その拍子にまた傷口から新たな血が溢れたが、構わず走り出す。



 「そうと決まれば早く行かなくちゃ!ゾロ!!全力疾走よ!!」

 「だからおれも怪我してんだぞコラ!!!」

 「私は立てないの!」

 「あーークソ!!落ちても拾わねぇからな!!」

 「首絞める勢いで捕まっとくわ」

 「締めるな!!!」










ナミの案内でただひたすらにゾロは走り続ける。
そのたびにドクドクと傷口からは血が流れていくが、ゾロがスピードを緩めることはない。
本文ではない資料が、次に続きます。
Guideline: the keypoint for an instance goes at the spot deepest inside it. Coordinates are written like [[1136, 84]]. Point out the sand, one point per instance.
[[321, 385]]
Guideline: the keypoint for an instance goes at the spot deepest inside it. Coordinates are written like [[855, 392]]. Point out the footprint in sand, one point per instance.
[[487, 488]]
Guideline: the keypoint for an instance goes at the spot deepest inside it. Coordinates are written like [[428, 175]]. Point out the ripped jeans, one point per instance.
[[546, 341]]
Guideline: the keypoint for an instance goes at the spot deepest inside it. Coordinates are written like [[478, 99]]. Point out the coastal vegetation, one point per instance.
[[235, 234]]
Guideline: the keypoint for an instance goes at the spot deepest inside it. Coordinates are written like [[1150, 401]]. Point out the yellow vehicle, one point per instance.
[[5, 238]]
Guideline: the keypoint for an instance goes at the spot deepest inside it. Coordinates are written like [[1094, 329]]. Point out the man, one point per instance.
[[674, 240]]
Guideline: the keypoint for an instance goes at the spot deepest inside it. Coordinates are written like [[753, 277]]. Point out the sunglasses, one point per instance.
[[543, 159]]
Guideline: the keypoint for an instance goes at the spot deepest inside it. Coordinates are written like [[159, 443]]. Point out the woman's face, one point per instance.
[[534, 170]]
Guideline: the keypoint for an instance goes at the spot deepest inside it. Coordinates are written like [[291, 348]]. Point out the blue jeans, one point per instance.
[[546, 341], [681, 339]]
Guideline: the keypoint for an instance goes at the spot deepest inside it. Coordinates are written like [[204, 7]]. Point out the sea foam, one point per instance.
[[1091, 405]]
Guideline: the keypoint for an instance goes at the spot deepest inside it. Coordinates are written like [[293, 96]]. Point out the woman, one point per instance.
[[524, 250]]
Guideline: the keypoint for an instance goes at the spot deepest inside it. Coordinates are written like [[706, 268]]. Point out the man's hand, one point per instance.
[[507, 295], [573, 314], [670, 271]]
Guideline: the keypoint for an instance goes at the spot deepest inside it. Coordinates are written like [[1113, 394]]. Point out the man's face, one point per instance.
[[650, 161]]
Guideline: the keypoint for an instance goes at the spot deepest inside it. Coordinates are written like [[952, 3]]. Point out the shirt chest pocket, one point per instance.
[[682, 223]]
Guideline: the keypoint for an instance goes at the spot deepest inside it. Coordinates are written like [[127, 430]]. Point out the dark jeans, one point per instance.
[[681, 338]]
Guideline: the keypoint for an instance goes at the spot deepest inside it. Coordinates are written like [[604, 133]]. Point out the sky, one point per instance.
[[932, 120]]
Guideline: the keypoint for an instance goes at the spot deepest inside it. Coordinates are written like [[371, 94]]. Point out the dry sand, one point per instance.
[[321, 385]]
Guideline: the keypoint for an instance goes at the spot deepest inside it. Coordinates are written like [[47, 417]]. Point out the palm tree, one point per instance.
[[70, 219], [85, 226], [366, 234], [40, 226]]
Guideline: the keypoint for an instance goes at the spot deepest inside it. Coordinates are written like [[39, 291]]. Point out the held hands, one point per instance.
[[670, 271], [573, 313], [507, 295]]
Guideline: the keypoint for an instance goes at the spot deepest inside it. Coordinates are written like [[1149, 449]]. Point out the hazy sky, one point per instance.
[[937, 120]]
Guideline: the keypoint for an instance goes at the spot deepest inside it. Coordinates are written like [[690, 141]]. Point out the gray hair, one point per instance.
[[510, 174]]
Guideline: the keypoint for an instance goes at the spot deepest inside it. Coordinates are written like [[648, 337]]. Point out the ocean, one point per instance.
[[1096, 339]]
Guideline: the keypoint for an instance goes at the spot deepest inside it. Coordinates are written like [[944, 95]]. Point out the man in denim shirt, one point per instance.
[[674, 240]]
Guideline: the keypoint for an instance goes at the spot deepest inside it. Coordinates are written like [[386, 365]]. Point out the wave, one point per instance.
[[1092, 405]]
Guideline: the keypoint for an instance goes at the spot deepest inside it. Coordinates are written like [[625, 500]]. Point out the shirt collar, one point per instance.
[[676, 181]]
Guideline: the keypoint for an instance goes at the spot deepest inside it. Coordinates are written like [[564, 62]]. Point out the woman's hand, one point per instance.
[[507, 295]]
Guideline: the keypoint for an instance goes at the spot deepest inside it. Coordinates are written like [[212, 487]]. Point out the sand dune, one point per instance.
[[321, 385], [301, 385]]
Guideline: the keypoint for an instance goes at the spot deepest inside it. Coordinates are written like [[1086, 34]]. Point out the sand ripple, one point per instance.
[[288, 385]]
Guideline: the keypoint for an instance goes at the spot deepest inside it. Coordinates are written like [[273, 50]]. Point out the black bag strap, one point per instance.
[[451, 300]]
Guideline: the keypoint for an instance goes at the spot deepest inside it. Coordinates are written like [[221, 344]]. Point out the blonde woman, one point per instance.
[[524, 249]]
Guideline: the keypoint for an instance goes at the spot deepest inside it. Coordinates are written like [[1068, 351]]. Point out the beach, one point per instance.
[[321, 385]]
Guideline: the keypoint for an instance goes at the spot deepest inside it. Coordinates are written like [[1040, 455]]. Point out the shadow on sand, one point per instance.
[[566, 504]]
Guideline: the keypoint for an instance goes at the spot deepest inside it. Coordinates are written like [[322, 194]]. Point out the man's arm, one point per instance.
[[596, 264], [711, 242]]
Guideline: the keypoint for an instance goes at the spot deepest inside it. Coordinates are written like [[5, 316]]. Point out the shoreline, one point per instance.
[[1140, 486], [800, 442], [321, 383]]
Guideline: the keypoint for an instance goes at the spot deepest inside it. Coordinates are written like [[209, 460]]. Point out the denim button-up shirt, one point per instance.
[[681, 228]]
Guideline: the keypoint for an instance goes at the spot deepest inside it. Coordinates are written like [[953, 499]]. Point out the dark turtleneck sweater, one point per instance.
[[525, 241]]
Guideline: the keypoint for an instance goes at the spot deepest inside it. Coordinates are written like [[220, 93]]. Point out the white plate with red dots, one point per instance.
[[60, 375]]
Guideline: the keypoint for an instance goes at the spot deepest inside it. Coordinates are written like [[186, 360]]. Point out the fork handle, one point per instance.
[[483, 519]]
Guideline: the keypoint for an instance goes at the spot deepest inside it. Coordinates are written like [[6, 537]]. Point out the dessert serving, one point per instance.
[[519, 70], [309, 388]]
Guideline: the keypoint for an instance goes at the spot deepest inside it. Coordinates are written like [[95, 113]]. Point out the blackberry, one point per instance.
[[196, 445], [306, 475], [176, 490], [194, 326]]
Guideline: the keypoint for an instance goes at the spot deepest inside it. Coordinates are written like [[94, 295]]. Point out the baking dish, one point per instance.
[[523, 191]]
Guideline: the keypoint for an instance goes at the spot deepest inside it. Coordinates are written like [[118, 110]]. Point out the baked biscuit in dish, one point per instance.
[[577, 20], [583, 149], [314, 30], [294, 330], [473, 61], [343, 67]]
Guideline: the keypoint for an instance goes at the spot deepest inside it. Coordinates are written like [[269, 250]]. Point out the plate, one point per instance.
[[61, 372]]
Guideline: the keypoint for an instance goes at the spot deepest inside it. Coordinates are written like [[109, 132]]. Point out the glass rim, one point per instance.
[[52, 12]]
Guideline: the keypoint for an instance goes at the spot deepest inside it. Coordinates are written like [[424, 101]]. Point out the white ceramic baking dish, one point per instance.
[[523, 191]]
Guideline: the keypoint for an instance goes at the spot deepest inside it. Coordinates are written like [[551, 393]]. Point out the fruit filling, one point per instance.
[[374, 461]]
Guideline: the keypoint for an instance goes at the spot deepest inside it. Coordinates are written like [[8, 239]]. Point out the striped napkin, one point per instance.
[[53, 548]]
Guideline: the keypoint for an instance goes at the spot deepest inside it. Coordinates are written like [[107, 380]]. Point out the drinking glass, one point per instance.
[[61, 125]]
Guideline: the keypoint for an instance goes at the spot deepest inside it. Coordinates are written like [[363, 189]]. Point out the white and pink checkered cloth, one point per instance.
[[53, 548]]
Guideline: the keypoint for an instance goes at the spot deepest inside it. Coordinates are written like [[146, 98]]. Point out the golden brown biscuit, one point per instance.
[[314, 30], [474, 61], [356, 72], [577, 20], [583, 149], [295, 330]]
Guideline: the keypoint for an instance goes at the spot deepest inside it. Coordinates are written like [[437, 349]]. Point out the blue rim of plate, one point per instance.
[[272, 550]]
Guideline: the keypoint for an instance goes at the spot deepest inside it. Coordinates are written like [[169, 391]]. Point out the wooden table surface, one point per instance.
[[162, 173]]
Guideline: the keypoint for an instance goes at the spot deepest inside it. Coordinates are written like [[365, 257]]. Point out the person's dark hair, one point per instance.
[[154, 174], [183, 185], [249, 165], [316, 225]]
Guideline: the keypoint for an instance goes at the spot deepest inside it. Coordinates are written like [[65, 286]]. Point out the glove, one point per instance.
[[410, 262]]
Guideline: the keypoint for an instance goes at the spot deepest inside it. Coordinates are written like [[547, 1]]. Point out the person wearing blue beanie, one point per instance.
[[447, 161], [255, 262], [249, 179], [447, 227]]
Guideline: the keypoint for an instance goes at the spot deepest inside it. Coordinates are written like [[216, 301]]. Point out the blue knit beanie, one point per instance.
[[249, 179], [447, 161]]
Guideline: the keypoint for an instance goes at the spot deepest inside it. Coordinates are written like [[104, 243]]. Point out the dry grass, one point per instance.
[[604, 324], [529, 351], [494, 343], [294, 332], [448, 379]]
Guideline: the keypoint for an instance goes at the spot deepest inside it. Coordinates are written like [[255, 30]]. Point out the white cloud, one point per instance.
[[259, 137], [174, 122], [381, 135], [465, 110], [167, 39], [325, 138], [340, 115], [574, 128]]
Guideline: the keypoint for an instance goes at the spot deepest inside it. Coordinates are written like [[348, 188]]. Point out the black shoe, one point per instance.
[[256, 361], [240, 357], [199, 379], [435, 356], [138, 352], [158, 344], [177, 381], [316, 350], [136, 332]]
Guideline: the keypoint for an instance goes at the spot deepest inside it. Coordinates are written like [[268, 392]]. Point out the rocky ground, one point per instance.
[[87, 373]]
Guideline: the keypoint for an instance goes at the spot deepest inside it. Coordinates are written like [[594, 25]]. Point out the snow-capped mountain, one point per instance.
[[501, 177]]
ナミはそれを見下ろしながら、さらにゾロにしがみつく。


 「本気で首絞めんなよコラ」


ゾロは大袈裟に「ぐえっ」と声を出す。



 「・・・・私の見てない所で死ぬなんて、許さないんだから」

 「あぁ?死んでねぇだろ」

 「もしそんなことになったら、借金倍額なんだから」

 「死人にまで取り立てする気かお前」

 「当たり前よ。地獄の底まで追いかけて取り立ててやるわ」

 「こわ」

 「覚悟してなさいよ」

 「へぇへぇ」

 「分かってんの」

 「おれはまだ死なねぇよ」



ゾロはまっすぐ前を見たままで答える。



 「お前の居ない所で死んだりしねぇ」





ゾロの言葉にナミは何も返さず、またしっかりとゾロにしがみつく。



 「・・・そこ左」

 「あいよ」












ゾロ

あんたの言葉はいつも

優しくて

リアルで

絶対で


それなのに




どうしてこんなにも







私は不安になるの


















血が足りないせいだわ、
ナミはそう自分に言い訳をした。











とりあえず、こいつの背中は熱いから


今のところは大丈夫







今さらですがアラバスタおんぶ編。
時代を遡るmariko。
よーし次はアーロン編だな!!!(笑)。